Во-от она в такси краси-ивом —
Я на…

Сзади посигналила машина.

— Я на мерине на сивом… Точно!

Скрипнули тормоза, и строгий мужской голос его окликнул:

— Эй, вы там, послушайте!..

— Ну, я слушаю, я слушаю. Навострил уши как конь… хе-хе… как сивый мерин, точно!

— Аскольд, это Мундецием, — раздался женский голос.

— О черт, почтенная чета Каспарсонов! А я без пиджака и без галстука! — воскликнул Ингус и стал шарить по голове в поисках несуществующей шапки и, не найдя, все равно поклонился, да так низко, что еле устоял на ногах. — Мне еще мальчишкой вбили уважение к учителям, точно. Ремнем по заднице вбили! Кое-кому ремнем вбили самые лучшие… понятия. Слово даю! На этом жизнь держится, точно!

— Не паясничайте, Мундецнем, на вас смотреть жалко. Садитесь в машину!

— Хе-хе, туда, товарищ директор, куда я иду, я никогда не опоздаю. С гарантией!

— Куда же это?

— Домой, Аврора, домой. Ав-ро-ра! А правда, что это значит — утренняя заря?

— Ах, Ингус, Ингус, какой вы пьяный!

— Вдрызг, Утренняя Заря, вдрабадан! — довольно отозвался он. — Я насосался, как клоп, точно!

— Ваша жена, возможно…

— Хе, жена! Жен ни один черт не берет. И это в них, может быть, самое худшее. Правда, товарищ директор?

— Поедем, Аскольд! Не понимаю, что мы тут разглагольствуем с этим… типом.

Дверца хлопнула, заурчал мотор, в тумане растаяли задние огни.

Чего они вообще тут остановились? Мораль читать? Добродетельную жизнь проповедовать? Прочесть лекцию о вреде спиртного? Только навоняли бензином, фу! Мало он таких нотаций слышит дома, хватит с него, сытехонек. «Ваша жена, возможно…» Не «возможно», а точно — опять разнюнилась! Что он, не знает? У баб глаза на мокром месте, а у Велдзе в особенности! Разводить сырость — это она мастерица. Вечно трясется, дрожит как кисель: нервы, нервы… Только у него нет нервов! И то нельзя, и это нельзя — можно только, как дрессированной собачонке, плясать на задних лапках, просить мясную кость… Ну, теперь баста — пусть катится колбасой! Он больше не будет плясать под ее дудку, нет! Или он хозяин в доме, или… Мир велик!

— Мир ве-е-лик!.. — пьяно и освобожденно выкрикнул Ингус в ночную тишину, как в открытые ворота тюрьмы, но его голосу и на сей раз не ответило эхо — звук завяз в тумане и потух, как спичка в горсти.
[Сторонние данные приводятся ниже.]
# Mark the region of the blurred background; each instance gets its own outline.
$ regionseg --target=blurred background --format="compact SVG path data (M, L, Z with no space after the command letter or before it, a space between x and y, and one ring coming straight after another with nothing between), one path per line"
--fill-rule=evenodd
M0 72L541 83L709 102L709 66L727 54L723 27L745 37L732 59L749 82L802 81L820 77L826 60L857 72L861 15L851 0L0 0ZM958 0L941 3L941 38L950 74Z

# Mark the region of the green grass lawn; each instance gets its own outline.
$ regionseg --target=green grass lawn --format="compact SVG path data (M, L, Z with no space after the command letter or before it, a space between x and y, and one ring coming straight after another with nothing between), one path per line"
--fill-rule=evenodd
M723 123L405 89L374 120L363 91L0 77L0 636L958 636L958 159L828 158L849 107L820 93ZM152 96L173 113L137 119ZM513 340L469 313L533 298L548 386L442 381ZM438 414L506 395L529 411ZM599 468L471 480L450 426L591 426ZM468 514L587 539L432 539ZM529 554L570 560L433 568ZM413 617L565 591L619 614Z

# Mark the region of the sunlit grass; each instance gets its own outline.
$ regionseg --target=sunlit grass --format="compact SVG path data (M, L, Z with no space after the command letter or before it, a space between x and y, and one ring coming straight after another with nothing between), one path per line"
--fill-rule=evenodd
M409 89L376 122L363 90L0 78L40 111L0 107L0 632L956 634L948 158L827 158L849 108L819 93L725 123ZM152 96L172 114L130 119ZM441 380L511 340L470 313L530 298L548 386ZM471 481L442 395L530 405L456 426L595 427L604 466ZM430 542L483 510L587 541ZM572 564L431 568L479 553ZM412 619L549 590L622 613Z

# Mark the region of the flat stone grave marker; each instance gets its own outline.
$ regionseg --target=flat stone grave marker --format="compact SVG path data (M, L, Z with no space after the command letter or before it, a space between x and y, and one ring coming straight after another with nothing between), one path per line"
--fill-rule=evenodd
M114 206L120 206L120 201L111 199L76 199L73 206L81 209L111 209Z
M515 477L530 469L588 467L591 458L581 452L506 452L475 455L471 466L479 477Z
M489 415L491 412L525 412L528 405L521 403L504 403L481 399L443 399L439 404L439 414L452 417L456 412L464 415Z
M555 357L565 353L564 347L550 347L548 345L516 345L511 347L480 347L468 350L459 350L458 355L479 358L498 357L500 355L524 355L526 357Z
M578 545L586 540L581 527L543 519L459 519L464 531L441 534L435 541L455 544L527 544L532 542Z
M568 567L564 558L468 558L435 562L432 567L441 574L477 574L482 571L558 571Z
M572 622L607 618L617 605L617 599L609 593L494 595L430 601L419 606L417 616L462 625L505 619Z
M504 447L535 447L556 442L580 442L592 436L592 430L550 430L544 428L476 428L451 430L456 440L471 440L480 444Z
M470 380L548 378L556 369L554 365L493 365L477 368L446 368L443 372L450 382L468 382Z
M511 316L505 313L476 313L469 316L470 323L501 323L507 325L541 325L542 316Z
…А Велдзе, как и вчера ночью, постояла у дороги, возвратилась домой и приняла лекарство — так прямо, без воды, кинула таблетку в рот дрожащими от нетерпения пальцами, ничего не желая — только успокоения. Таблетка на секунду застряла, как бы помедлила в горле, затем проскочила, оставив на языке горечь. Потом Велдзе легла и лежала в темноте с открытыми глазами, ожидая сна в мертвой тишине безветренной ночи: пес больше не выл, и лишь время от времени скрипел и трещал дом — его чуть слышно точил жучок времени, точно так же как он потихоньку грыз и без спешки съедал не только постройки и вещи, но и жизни.

Издали донеслось урчанье мотора. Длинными, мучительно одинокими вечерами Велдзе улавливала наружные шумы особенно остро — как мать дыхание больного ребенка.
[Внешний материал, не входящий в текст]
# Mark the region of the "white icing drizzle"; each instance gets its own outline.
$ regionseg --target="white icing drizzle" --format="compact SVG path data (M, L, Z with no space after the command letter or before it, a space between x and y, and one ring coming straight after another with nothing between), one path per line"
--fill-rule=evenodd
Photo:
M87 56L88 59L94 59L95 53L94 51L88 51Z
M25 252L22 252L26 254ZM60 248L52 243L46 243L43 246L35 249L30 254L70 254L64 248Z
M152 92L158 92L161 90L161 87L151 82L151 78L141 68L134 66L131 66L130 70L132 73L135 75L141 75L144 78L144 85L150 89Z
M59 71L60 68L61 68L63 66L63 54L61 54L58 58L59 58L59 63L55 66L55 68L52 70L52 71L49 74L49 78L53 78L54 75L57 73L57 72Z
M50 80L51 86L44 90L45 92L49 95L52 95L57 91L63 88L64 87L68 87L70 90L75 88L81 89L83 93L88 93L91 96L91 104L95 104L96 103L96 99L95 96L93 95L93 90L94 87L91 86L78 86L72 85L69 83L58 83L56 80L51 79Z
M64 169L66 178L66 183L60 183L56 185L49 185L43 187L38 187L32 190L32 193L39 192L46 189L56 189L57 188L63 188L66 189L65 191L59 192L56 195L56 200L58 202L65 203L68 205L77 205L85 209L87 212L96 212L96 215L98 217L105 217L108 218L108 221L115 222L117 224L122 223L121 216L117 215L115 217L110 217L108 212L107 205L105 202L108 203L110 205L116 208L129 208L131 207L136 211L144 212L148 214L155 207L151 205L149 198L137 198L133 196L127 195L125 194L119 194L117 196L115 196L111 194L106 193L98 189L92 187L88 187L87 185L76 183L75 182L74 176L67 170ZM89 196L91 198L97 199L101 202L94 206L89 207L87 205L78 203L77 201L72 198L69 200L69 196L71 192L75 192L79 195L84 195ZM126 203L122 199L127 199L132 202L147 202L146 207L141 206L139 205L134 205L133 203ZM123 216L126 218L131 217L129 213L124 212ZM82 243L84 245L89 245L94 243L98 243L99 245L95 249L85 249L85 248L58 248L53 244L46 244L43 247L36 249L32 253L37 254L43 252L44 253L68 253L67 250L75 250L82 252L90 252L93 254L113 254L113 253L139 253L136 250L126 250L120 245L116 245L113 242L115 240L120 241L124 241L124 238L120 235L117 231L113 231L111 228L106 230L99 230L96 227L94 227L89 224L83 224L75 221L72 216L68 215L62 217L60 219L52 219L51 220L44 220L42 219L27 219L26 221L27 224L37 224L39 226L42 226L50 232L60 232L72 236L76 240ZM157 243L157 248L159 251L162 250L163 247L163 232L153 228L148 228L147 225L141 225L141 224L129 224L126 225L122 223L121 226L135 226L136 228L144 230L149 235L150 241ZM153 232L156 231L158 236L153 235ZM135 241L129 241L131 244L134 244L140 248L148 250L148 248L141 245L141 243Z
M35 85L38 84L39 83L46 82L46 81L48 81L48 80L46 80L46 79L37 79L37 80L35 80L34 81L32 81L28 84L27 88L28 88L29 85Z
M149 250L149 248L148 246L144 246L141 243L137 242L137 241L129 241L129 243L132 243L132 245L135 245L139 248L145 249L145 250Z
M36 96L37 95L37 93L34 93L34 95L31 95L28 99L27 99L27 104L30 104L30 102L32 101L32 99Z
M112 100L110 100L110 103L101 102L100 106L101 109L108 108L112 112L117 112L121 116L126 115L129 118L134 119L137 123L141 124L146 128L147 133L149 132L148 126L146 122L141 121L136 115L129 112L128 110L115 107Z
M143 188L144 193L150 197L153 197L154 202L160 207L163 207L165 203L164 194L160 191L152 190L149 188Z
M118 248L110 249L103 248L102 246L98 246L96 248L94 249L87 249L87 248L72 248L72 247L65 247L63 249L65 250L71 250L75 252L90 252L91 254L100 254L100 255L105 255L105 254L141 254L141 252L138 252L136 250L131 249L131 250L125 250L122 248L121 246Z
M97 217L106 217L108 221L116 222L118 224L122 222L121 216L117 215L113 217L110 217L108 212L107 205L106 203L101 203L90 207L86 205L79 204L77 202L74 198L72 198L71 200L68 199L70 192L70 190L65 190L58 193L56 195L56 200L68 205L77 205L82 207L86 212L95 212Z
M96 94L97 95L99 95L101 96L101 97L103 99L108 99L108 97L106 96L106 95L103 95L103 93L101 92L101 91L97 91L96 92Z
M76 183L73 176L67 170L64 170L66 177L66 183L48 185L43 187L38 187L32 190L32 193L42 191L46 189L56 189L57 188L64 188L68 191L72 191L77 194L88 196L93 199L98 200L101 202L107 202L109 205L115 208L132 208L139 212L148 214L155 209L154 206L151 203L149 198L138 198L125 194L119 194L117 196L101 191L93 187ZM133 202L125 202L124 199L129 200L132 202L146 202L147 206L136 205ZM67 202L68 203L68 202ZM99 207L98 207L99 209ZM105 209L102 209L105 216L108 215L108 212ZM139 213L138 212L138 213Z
Где Ингус? Без пиджака, без шапки…

И ее вновь охватило беспокойство и прогнало дрему.

Все, о чем она думала со вчерашнего вечера, тоскливое и светлое, постепенно вылущиваясь из обыденности и очищаясь от быта, сжалось опять, как пальцы в кулак, в одно-единственное, до отчаяния жгучее желание — лишь бы Ингус был жив, лишь бы не стряслось то непоправимое, что в мгновение ока перечеркнет все усилия, и стремления, и планы на будущее и сотрет мечты, как порыв ветра стирает чертеж на песке. Только не это, господи, только не это! Ведь пока они живы, все можно поправить, изменить, и одна только смерть… И, лицом к лицу с мыслями о возможной беде, она с. ясностью озарения открыла для себя глубину и силу собственных чувств, которую не могла не только облечь в слова, но даже выразить в ласках.
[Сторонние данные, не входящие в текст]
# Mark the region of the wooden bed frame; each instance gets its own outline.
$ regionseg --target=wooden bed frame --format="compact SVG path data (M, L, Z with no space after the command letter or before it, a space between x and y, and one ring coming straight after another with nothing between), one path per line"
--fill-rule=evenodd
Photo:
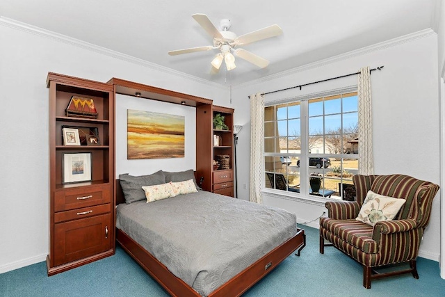
M125 200L119 179L116 179L115 187L116 205L124 203ZM171 296L200 296L195 289L174 275L165 266L159 262L125 232L118 228L116 228L116 242ZM298 229L297 234L293 237L272 250L227 282L211 292L209 296L241 296L297 249L298 251L296 255L299 256L300 251L305 245L305 231Z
Но понимал ли это Ингус? И если понимал — много ли это для него значило? Не была ли ее любовь самосгоранием, что ли, которое не излучает ни тепла, ни света и рассеивает вокруг один пепел?

Не была ли ее любовь в глазах мужа сущей безделицей, раз она неизменно терпела фиаско в состязании, ах, даже не с другой женщиной, а с бутылкой горького вонючего пойла?..

Может, подняться и выпить еще таблетку? Ничего это, конечно, не изменит, ни на йоту, только даст на несколько часов забыться. А придумать пока все равно ничего не придумаешь. Только будешь ждать и вновь и вновь перебирать все, пересыпать как пепел.

Она привстала, нашарила сумочку, нашла пузырек и легонько вытряхнула лекарство на руку. Отсыпалось две таблетки. Она видела, как белели они в темноте на серой ладони. Пусть будет две… В пузырьке еще есть — для другого раза, для следующего. Потом пошла в кухню за теплой водой, налила из чайника и запила таблетки большими глотками, чтобы не чувствовать горького вкуса.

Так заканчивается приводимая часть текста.